Alex grieves the absence of who he was. He mourns the loss of his former identities, as he doesn’t remember the things that used to make up his life – his home, his job, his hobbies, his passions, his relationship, his friendships. He grieves the loss of what he used to do, the pleasures and pastimes that gave his life meaning and purpose. He has also lost his perceived potential, his future hopes and dreams. He carries many regrets of what he didn’t do while he was able to.
Learning to Care Without Expectation
For the last eight years, I have visited Alex most weeks. He lives in a care home, and is supported by the staff there, and a small core team of friends. Learning how to offer my care in a way that works for him continues to be a deep learning journey.
We sit together, in his room, with his grief, about all that has happened to him. And I sit with my grief about him and all that I cannot change for him.
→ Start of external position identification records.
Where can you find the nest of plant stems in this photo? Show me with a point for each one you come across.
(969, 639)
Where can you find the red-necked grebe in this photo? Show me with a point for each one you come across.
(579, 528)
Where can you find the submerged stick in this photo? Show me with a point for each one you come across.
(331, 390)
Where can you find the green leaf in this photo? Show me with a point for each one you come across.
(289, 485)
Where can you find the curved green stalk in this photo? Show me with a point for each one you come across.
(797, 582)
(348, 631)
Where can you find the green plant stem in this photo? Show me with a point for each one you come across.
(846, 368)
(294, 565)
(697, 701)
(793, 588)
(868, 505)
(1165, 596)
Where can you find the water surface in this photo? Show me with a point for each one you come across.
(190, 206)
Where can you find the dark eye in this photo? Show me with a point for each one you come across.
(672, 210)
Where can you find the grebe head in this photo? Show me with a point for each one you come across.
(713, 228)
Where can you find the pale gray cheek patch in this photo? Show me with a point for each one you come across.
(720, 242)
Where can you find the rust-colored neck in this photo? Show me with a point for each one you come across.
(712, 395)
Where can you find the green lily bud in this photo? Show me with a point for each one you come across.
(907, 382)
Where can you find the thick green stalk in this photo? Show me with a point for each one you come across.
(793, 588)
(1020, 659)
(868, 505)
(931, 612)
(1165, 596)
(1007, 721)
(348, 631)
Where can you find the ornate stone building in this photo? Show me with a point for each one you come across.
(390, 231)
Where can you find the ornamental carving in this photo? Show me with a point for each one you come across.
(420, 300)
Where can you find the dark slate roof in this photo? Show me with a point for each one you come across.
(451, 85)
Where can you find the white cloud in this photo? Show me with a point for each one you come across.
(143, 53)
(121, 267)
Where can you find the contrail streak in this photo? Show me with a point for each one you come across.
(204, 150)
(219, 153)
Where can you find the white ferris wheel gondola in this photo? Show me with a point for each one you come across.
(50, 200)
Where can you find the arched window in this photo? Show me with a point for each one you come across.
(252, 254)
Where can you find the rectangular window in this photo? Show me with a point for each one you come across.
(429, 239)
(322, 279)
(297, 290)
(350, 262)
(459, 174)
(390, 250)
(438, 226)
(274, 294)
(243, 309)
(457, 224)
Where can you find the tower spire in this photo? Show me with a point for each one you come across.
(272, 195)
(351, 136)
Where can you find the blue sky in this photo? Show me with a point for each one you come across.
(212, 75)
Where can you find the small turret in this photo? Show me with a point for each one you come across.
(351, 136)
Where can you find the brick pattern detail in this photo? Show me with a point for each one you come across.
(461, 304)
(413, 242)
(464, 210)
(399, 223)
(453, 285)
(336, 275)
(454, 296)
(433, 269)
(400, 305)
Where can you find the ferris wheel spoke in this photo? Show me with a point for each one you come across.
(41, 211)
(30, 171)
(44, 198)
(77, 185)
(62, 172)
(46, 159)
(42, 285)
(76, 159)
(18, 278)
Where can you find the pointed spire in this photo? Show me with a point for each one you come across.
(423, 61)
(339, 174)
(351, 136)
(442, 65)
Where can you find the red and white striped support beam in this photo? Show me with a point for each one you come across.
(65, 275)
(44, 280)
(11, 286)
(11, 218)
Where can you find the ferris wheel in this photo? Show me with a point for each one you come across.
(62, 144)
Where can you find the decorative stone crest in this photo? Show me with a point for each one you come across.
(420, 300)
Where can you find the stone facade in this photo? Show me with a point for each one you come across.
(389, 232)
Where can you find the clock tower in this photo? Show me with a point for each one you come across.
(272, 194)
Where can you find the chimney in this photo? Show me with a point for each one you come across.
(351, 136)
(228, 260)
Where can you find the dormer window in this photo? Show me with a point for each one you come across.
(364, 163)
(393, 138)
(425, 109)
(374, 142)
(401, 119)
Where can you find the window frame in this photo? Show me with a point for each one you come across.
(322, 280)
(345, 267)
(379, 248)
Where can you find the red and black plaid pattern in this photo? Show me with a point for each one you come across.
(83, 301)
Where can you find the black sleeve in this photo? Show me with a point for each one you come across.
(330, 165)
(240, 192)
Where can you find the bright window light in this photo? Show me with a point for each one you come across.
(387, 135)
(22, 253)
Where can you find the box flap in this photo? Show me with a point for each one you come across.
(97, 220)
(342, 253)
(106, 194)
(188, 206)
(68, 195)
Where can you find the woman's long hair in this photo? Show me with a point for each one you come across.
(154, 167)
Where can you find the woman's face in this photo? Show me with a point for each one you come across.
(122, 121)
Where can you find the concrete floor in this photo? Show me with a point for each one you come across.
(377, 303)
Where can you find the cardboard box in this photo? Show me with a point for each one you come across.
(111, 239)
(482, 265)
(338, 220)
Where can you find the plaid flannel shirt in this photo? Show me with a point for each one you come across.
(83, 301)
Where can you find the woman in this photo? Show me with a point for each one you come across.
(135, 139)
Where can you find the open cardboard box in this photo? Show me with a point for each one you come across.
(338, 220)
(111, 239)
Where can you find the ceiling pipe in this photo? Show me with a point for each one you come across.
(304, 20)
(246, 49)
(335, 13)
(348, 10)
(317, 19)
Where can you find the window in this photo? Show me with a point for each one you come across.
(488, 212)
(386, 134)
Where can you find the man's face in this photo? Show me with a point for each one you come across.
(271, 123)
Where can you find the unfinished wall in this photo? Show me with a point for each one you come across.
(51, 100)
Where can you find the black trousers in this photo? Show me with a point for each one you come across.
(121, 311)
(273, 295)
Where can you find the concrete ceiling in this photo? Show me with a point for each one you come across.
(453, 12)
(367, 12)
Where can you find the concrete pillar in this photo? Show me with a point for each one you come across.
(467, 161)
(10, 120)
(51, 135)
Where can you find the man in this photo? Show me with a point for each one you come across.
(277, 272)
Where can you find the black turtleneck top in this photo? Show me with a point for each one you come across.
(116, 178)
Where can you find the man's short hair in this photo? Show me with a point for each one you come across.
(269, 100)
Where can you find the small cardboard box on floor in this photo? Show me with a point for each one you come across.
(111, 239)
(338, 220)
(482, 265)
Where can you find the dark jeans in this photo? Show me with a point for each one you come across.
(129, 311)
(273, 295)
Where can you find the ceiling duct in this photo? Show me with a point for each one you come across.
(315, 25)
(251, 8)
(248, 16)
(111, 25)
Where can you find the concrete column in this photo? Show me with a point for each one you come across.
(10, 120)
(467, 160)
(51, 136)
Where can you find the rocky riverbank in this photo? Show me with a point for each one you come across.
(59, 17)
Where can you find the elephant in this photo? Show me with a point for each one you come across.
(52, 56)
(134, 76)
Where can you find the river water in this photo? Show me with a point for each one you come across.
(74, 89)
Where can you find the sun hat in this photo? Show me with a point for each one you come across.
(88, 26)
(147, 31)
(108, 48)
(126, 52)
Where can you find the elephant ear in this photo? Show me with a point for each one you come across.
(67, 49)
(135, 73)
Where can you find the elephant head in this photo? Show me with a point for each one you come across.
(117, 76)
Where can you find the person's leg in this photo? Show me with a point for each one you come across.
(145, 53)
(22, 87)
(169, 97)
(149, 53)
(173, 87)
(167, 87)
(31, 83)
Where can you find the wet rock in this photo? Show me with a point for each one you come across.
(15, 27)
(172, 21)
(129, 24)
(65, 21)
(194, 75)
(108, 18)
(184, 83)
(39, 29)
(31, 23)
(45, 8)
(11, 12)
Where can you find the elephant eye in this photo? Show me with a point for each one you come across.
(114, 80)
We sit with our mortality, and our helplessness.
After the first three years, I stopped hoping for change, for some improvement in Alex’s cognitive and physical health. Since then, we have developed a mutual intimacy that is not burdened with my expectations. This is a very personal, slow tending to grief. It requires letting go of trying to change anything.
Being With as Grief Tending
I sit, with as much attunement as I can. I sit with presence, available for conversation or tasks. When I sit with Alex, my company helps him to regulate. My ‘being’ is much more helpful than my ‘doing’ anything.
“When you are here, I feel secure,” he says, closing his eyes for a nap.
This sitting alongside someone in difficulty requires patience and simple kindness. There is often no action necessary, no quick fixes, no guided process. Being with someone who has brain injury requires me to follow their requests and slow pace, without expectation of any particular outcome.
Understanding the Symptoms of a Stroke
Jill Bolte Taylor’s Ted Talk ‘My Stroke of Insight’ gives a fascinating description of her perspective as a neuroanatomist undergoing a stroke. In her book of the same name, she offers a great list of tips on how to be with someone who has had a stroke.
Make sure that you are familiar with FAST – the acronym for the quick check to recognise if someone has the symptoms of a stroke. FAST stands for FACE, ARMS, SPEECH, TIME. Time is critical for someone who may be having a stroke.
Support for Care-Givers
Care-giving can be hugely rewarding. It can also be relentless, boring, distressing and difficult. People may undervalue or not recognise the time, skill and energy that care-giving requires. It is also a role where those who do it may need support, and a place to bring their grief. There may be many losses along the way towards someone’s eventual end-of-life, and they are worthy of grieving. Care-givers are welcome at Grief Tending events.